Von Glück und Glücklichsein

Wahrscheinlich haben sich nicht wenige in den letzten Tagen viel Glück fürs neue Jahr gewünscht. Und sicher haben wir ganz Unterschiedliches im Sinn, das uns glücklich machen bzw. worüber wir uns freuen und dankbar wären. Über die Beziehung zwischen Glück und Dankbarkeit sagte der englische Philosoph Francis Bacon aber überraschenderweise: "Nicht die Glücklichen sind dankbar. Es sind die Dankbaren, die glücklich sind."

Die Dankbarkeit, die u.a. von der positiven Psychologie erforscht wird, meint dabei mehr als Listen von Dingen, die wir vielleicht bekommen haben. Sie entfaltet sich vielmehr als intensive Empfindung, wenn sie einer Haltung entspringt, einer (bewussten) Blickrichtung und Lebenseinstellung, die sich jeweils auf das richtet, wofür wir im Leben - trotz allem - dankbar sein können. Neben materiellen Dingen sind damit vor allem auch Eindrücke, Erlebnisse und Erfahrungen gemeint, erfüllende Momente in und mit der Natur, sich selbst oder Mitmenschen.

Nachweislich neigen Menschen mit dankbarer Einstellung weniger zum Grübeln, sind resilienter gegenüber Stress, schlafen besser, fühlen sich gesünder sowie verbunden mit anderen und sind motivierter, andere zu unterstützen. Sich in schwierigen Lagen mindestens etwas zu überlegen, wofür man dankbar sein könnte, ist allerdings Denkarbeit, eine willentliche Entscheidung, und Übungssache. Die sich lohnt: "Echte Dankbarkeit macht uns frei," konstatiert der Philosoph Jörg Bernardy.

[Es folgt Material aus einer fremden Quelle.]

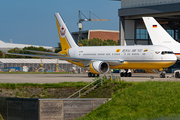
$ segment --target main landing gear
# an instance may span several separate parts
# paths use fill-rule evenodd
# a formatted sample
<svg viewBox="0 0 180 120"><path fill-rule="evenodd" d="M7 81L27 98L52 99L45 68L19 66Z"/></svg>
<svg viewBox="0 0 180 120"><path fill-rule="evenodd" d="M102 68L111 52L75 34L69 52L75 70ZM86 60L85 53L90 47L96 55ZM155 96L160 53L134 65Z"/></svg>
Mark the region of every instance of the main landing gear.
<svg viewBox="0 0 180 120"><path fill-rule="evenodd" d="M131 70L130 69L121 70L120 76L121 77L131 77L132 76Z"/></svg>
<svg viewBox="0 0 180 120"><path fill-rule="evenodd" d="M88 77L99 77L99 74L88 73Z"/></svg>

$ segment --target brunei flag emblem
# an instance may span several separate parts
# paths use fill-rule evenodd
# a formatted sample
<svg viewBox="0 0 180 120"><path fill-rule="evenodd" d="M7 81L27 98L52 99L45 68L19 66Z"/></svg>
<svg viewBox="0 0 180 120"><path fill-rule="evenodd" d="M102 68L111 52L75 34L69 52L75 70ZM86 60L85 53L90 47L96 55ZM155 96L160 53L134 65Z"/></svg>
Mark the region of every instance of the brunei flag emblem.
<svg viewBox="0 0 180 120"><path fill-rule="evenodd" d="M157 28L157 25L153 25L153 28Z"/></svg>

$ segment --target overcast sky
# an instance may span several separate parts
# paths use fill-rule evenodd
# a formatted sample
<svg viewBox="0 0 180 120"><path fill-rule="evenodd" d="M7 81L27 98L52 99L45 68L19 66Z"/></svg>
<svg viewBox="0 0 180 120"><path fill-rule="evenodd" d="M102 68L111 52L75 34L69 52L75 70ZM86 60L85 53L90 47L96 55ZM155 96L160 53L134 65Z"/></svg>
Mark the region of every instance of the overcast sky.
<svg viewBox="0 0 180 120"><path fill-rule="evenodd" d="M119 30L121 3L110 0L0 0L0 40L19 44L58 46L54 13L60 13L70 32L78 31L78 11L91 11L104 22L83 22L83 30ZM98 19L92 16L92 19Z"/></svg>

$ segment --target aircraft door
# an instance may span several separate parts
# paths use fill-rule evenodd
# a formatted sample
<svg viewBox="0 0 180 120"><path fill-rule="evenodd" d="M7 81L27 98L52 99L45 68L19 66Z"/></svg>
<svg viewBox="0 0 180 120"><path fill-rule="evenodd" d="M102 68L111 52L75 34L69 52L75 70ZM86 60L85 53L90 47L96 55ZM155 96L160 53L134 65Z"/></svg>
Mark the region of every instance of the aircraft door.
<svg viewBox="0 0 180 120"><path fill-rule="evenodd" d="M76 51L73 51L71 57L76 57Z"/></svg>
<svg viewBox="0 0 180 120"><path fill-rule="evenodd" d="M153 50L150 51L150 54L149 54L150 59L153 59L153 52L154 52Z"/></svg>

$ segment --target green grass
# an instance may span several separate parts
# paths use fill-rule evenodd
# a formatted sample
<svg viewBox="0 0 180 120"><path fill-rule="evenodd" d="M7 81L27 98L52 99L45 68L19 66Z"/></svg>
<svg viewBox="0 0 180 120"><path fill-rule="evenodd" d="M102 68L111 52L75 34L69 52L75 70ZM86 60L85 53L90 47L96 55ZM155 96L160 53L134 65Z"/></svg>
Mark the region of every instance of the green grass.
<svg viewBox="0 0 180 120"><path fill-rule="evenodd" d="M178 117L179 116L179 117ZM117 91L112 100L82 120L171 120L180 118L180 82L140 82Z"/></svg>
<svg viewBox="0 0 180 120"><path fill-rule="evenodd" d="M0 88L6 89L20 89L21 88L64 88L64 87L76 87L82 88L89 84L89 82L62 82L62 83L45 83L45 84L38 84L38 83L0 83Z"/></svg>
<svg viewBox="0 0 180 120"><path fill-rule="evenodd" d="M69 72L0 72L0 74L69 74Z"/></svg>

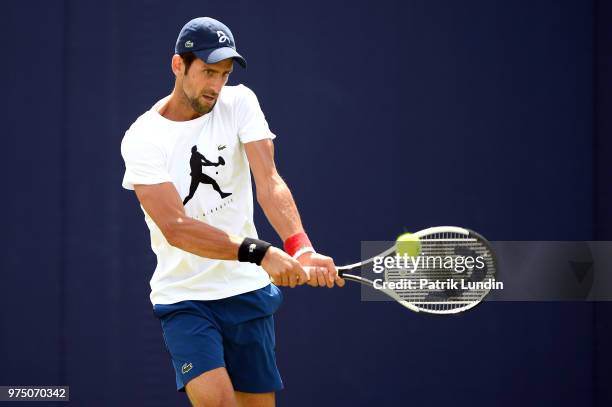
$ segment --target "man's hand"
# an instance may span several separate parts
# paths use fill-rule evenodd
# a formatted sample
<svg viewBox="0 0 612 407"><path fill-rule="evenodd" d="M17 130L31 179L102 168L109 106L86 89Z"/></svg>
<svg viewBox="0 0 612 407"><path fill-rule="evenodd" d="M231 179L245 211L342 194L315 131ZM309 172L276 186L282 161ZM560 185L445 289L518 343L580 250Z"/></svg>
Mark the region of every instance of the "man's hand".
<svg viewBox="0 0 612 407"><path fill-rule="evenodd" d="M307 283L309 286L332 288L337 284L338 287L344 287L344 279L338 276L338 270L331 257L319 253L304 253L298 257L298 261L303 267L311 267Z"/></svg>
<svg viewBox="0 0 612 407"><path fill-rule="evenodd" d="M266 251L261 267L270 275L272 282L280 286L302 285L308 281L308 275L293 257L272 246Z"/></svg>

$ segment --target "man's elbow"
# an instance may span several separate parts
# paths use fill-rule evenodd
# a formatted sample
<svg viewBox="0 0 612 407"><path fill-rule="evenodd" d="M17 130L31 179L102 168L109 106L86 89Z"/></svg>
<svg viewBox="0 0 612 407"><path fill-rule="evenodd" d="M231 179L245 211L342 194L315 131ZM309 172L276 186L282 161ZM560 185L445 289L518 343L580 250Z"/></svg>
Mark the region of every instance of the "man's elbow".
<svg viewBox="0 0 612 407"><path fill-rule="evenodd" d="M170 246L180 248L184 223L184 218L177 218L160 225L160 230Z"/></svg>

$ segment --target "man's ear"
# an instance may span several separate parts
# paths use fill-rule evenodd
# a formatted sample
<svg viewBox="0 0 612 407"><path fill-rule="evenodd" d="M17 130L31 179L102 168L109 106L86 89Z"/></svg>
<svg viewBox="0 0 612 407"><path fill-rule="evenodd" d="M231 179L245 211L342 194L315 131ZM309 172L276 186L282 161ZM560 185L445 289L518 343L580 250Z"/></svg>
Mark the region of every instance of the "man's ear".
<svg viewBox="0 0 612 407"><path fill-rule="evenodd" d="M178 77L179 75L183 75L185 72L185 64L183 63L183 58L180 55L174 54L172 56L172 72L174 72L174 76Z"/></svg>

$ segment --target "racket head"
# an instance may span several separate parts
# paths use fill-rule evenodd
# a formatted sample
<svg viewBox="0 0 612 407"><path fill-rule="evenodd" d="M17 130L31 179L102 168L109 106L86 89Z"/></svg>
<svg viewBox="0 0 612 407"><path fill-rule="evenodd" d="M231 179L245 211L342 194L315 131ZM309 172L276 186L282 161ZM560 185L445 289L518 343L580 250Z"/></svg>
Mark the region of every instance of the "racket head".
<svg viewBox="0 0 612 407"><path fill-rule="evenodd" d="M348 280L373 286L377 291L416 312L437 315L456 314L480 304L488 295L490 285L483 284L480 286L478 283L494 282L497 273L497 258L491 244L480 234L456 226L432 227L416 232L414 236L420 242L421 252L417 257L421 257L421 259L431 260L432 258L445 259L450 257L459 262L459 260L456 260L457 257L462 257L464 260L469 257L474 259L480 257L483 267L465 267L461 270L463 267L457 267L455 264L455 267L461 271L457 272L453 269L450 273L450 270L443 267L443 262L434 261L426 264L427 267L423 267L425 265L423 263L421 267L414 267L413 269L385 268L383 281L393 283L393 288L381 288L380 284L375 285L374 281L351 272L373 263L377 257L396 255L394 245L378 256L360 263L340 267L340 274ZM432 288L431 286L425 286L415 288L421 286L421 280L444 282L448 279L454 280L457 287ZM411 288L405 287L408 281L412 281L413 286ZM401 284L398 284L402 282L404 288L396 288L402 287ZM470 288L462 288L464 286ZM478 288L472 286L478 286Z"/></svg>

Bereits in der Antike, so der Experte für stoische Philosophie, wurde Dankbarkeit als unverzichtbar für Lebensqualität - und ein einfaches Leben wiederum als hilfreich erachtet, gelassener und dankbarer zu werden. Massvoll und achtsam zu sein für das Einfache, Alltägliche helfen, sich auf das Wesentliche zu fokussieren, Balance und Klarheit zu finden.

Fürs neue Jahr wünsche ich uns allen daher das Glück der Dankbarkeit, den Schwung, sie auszudrücken und aus allem die Kraft, in der Welt, helle, nachhaltige und soziale Impulse zu setzen.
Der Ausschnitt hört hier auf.